Last week we left off in the middle of the terrible panic attack that had been brewing for some time.
If you know your mid- to late-2000s tv, you've probably already figured out the theme of today's post. My Name Is Earl. If you somehow missed the gem of feel-good morality play absurdity, go binge it now. We'll wait.
Okay, I'll summarize -- but only if you solemnly swear you'll stream it as soon as we finish here.
Earl is not a good person. Petty criminal. Bully. One day as he's enjoying his breakfast beer and cigs, he wins $100,000 on a lottery scratch-off. And gets hit by a car.
The winning scratcher blows away.
He wakes in the hospital, and, woozy with morphine, learns about karma from a late night talk show host.
Do good things and good things will come to you.
All of that is the opening narration. Each 20ish minute episode is Earl trying to atone for the bad things he's done. He has a list.
I wondered if I needed to make a karma list on Saturday.
The panic subsided again. I didn't feel totally normal but at this point I'm not even sure what that is anyway. I was functional, which was definitely a big improvement. Then two things happened that made me wonder if I was a right bitch in a different plane of reality.
I got the results of my latest thyroid bloodwork.
The low tire light came on about 20 miles from home.
Long story not-so-short, if the universe was trying to teach me a lesson, it wasn't karma. It was about the uselessness of pre-worrying. Maybe. Something like that.
Seriously why does this sh*t happen on the weekend?
So I fretted all Sunday about the tires and having to get up extra early so I can have them checked first thing Monday AM and my god wasn't I just at the garage with the explided tire?! And we my tire worries slipped, I swapped them for medical concerns.
And now it's Monday. I got up extra early, earlier than my usual 'I'm up early but no so early that I can just back to sleep'. And tires are fines. No huge screws or smashed crates forcing huge holes in the rubber. No slow leak even. The theory is the pressure was set at the lowest end of okay and what with all of the crazy temp extremes and dodgy road conditions the tires all lost just enough air to trip the sensor.

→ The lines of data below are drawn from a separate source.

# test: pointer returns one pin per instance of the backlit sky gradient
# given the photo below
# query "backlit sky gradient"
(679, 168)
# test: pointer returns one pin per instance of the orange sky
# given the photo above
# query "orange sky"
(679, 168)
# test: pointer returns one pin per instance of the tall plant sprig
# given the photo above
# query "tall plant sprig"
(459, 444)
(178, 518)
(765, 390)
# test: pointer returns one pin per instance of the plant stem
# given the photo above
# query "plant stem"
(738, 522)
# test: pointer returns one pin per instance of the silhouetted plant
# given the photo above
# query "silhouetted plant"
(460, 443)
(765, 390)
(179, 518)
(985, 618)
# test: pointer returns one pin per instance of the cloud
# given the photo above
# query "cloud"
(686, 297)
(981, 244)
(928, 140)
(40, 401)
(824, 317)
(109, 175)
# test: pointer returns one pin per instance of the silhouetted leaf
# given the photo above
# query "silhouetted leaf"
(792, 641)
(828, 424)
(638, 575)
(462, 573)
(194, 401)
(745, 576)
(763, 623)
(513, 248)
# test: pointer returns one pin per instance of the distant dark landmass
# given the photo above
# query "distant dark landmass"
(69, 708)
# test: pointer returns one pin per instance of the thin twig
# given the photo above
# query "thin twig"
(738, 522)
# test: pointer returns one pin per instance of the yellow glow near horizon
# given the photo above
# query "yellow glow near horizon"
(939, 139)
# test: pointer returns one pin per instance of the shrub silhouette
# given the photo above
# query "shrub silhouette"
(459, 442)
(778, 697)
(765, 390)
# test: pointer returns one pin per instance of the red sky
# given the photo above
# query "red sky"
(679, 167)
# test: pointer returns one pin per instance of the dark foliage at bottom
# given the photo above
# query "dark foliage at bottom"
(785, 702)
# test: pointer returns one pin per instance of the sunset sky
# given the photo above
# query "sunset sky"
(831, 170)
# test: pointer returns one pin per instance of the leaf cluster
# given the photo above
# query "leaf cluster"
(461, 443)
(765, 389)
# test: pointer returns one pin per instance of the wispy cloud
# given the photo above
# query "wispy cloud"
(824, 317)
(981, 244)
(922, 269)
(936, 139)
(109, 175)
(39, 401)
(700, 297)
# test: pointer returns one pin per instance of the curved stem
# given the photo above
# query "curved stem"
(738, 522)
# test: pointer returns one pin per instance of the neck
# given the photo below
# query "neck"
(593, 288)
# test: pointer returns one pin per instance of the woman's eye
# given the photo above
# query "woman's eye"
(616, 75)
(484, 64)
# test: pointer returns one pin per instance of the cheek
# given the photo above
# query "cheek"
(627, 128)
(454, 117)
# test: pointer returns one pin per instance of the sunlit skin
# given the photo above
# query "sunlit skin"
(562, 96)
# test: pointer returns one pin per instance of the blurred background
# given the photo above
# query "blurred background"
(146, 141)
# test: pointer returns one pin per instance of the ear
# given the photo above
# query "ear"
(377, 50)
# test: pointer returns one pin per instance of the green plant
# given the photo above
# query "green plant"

And my thyroid? The bloodwork showed a really crazy high level of thyroid-hating antibodies, which means my thyroid problems come from an autoimmune disease. Hashimoto's Disease, actually. My doctor's office called and, at least for now, this doesn't change my treatment. Basically, now I know Hashimoto's caused my thyroid issues. But I don't know what caused Hashimoto's. Could be genetic (my mom says no, but most of my dad's side had a laundry list of health probs and died before thyroid testing was common). Or maybe I was exposed to lots of radiation (uh, pretty sure not). So the root cause must be stress.
Sorry. No witty ending. I'm beat. I can't keep eyes open.